General

Afghanistan: Sorry about the mess…

Last week, I was in Ottawa appearing on a panel discussion at UofO that was  about Canada’s future role in Afghanistan. Also speaking were Afghanistan’s ambassador to Canada Jawed Ludin, former ambassador to Afghanistan (and current Conservative candidate) Chris Alexander, and Wahid Waissi, director of the Afghanistan National Development Strategy.  My brief was supposed to be on the “security situation”, but given that pretty much everyone in the room was more qualified to talk about it than I was, I used up my allotted ten minutes to say, in various ways, that “it’s complicated and uncertain”.

I was gratified then when, during the discussion, a Canadian colonel with extensive experience in RC South stood up to say that the reason it the security situation seems complicated and uncertain is precisely because it is complicated and uncertain. The surge was only completed in early September, the crucial operations in Kandahar have only been underway for about six weeks, and it simply is not clear yet how things are going to turn out. There are plenty of negative signs, a few positive signs, and it won’t be clear which way the wind is really blowing until the “fighting season” resumes in early spring. Which is why Canada’s decision to cease combat operations next July 1 is increasingly turning into a big headache for our allies.

In private, American and British military officers have never hidden their disdain for the way Canada is handling this pullout. In February, a British general I was speaking with in Kabul called it “bad campaign work, and bad coalition work”. When I was back there in late September, I asked an American two-star general working at the IJC what they were going to do when Canada left. He sighed, then shrugged his shoulders. After a bit, he pointed at the map of Kandahar that was laid out in front of us, put his finger on Canada’s area of operations, and said that current thinking is the Canadians will be replaced with an Afghan kandak, assuming one can be found that can operate independently. The look on his face made it clear that he didn’t think that was plausible.

If Matthew Fisher’s report in today’s Gazette is accurate, it looks like they’ve decided to fill that vacancy with an American battalion.
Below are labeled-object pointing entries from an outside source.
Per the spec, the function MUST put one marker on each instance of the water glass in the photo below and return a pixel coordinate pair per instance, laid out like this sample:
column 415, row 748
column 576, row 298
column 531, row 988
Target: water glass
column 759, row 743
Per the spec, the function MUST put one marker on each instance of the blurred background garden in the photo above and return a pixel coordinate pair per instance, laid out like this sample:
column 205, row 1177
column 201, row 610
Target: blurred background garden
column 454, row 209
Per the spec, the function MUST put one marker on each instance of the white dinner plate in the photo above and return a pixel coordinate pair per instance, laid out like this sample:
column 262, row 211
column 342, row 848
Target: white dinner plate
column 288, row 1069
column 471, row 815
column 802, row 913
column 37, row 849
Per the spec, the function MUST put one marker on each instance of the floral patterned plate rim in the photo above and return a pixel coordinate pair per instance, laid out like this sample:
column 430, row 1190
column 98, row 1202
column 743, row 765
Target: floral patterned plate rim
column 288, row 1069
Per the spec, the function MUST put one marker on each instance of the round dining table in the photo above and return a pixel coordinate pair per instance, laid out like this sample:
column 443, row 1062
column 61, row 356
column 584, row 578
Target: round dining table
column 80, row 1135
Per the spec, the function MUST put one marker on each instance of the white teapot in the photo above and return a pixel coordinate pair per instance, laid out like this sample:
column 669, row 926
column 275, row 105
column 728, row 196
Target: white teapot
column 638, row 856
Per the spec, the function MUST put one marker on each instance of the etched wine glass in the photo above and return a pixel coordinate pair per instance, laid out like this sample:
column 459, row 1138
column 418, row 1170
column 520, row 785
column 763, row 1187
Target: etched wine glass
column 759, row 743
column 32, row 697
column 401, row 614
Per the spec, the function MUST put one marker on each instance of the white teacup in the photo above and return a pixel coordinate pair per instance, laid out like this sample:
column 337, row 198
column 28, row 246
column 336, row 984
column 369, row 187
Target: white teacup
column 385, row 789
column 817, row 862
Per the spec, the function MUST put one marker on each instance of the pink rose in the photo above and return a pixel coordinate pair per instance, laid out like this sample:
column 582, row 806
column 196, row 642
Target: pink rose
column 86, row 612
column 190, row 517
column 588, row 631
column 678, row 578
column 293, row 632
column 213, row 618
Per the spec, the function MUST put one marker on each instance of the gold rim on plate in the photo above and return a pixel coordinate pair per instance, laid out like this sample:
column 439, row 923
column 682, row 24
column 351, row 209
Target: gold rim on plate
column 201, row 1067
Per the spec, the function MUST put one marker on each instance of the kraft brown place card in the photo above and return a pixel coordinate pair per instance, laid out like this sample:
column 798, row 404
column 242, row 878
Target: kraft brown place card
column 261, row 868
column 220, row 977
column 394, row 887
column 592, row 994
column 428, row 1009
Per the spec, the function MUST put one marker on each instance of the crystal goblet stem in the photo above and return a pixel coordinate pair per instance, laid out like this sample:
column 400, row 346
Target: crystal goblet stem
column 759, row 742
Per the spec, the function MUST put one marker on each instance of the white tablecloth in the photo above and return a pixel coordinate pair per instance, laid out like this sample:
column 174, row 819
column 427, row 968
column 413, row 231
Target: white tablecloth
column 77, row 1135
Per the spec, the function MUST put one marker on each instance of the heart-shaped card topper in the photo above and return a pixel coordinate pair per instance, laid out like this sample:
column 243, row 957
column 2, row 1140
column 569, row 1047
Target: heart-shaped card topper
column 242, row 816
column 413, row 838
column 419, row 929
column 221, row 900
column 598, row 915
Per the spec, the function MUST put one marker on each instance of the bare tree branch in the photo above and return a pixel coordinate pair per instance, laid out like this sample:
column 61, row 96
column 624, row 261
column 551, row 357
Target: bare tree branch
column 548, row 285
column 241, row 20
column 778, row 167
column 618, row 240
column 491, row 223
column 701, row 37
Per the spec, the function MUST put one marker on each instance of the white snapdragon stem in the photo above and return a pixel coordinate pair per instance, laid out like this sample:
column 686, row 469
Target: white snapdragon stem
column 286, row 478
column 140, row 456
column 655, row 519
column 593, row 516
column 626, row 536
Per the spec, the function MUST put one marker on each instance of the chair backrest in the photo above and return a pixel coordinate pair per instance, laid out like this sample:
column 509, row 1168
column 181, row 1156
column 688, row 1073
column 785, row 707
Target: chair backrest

And the reason it is causing so many problems is not just that those troops have to come from somewhere else in the country, but that the changeover is going to be happening right smack in the middle of the fighting season, making the transition that much more difficult and dangerous. And since it is pretty clear that Canada is definitely leaving, the Americans have stopped keeping their concerns private. Here’s Fisher quoting Brig.-Gen. Fred Hodges, who has spent the last year directing the war in RC South:

Filling the hole left by departing Canadian Forces was “a great concern,” Hodges said. “It is not just the battle group, with a squadron of tanks, but all the enablers. They are a big chunk of our aviation. They have some of the best ISR (intelligence, surveillance, reconnaissance) collection capabilities.

“There are no more U.S. (troops) coming. It is going to come out of hide. You can be sure we are looking around right now for how to make that up.”

This is not to say that Canada’s combat commitment to Afghanistan should be permanent; there are lots of good arguments why the war has become a distraction from the original goal of fighting terrorism. But the problem is that a few years ago, the Afghan war switched from a mission to deny al-Qaeda a home to a broader program to rebuild a functioning Afghan state.

Maybe that was unwise, and maybe that mission is impossible. But it is the way we are leaving that is making our NATO allies and our Afghan friends extremely unhappy. As ambassador Ludin noted in his opening remarks at the panel last week (repeating a plea he made back in March) despite frequent promises to do so, the Canadian government has given no indication of what form our engagement in the country will take after we cease combat operations. The military people are desperate for trainers, Ludin says his country is desperate for our expertise on governance, but the message we’ve been giving is that we’re leaving, but we’re staying, but we’re not sure how.

This didn’t come up as one of the purported reasons for why Canada didn’t win a seat on the security council at the UN. But given the ignoble way we’re skulking out of one of the UN’s biggest security and development operations in decades, it is mystifying why we ever thought we deserved the seat.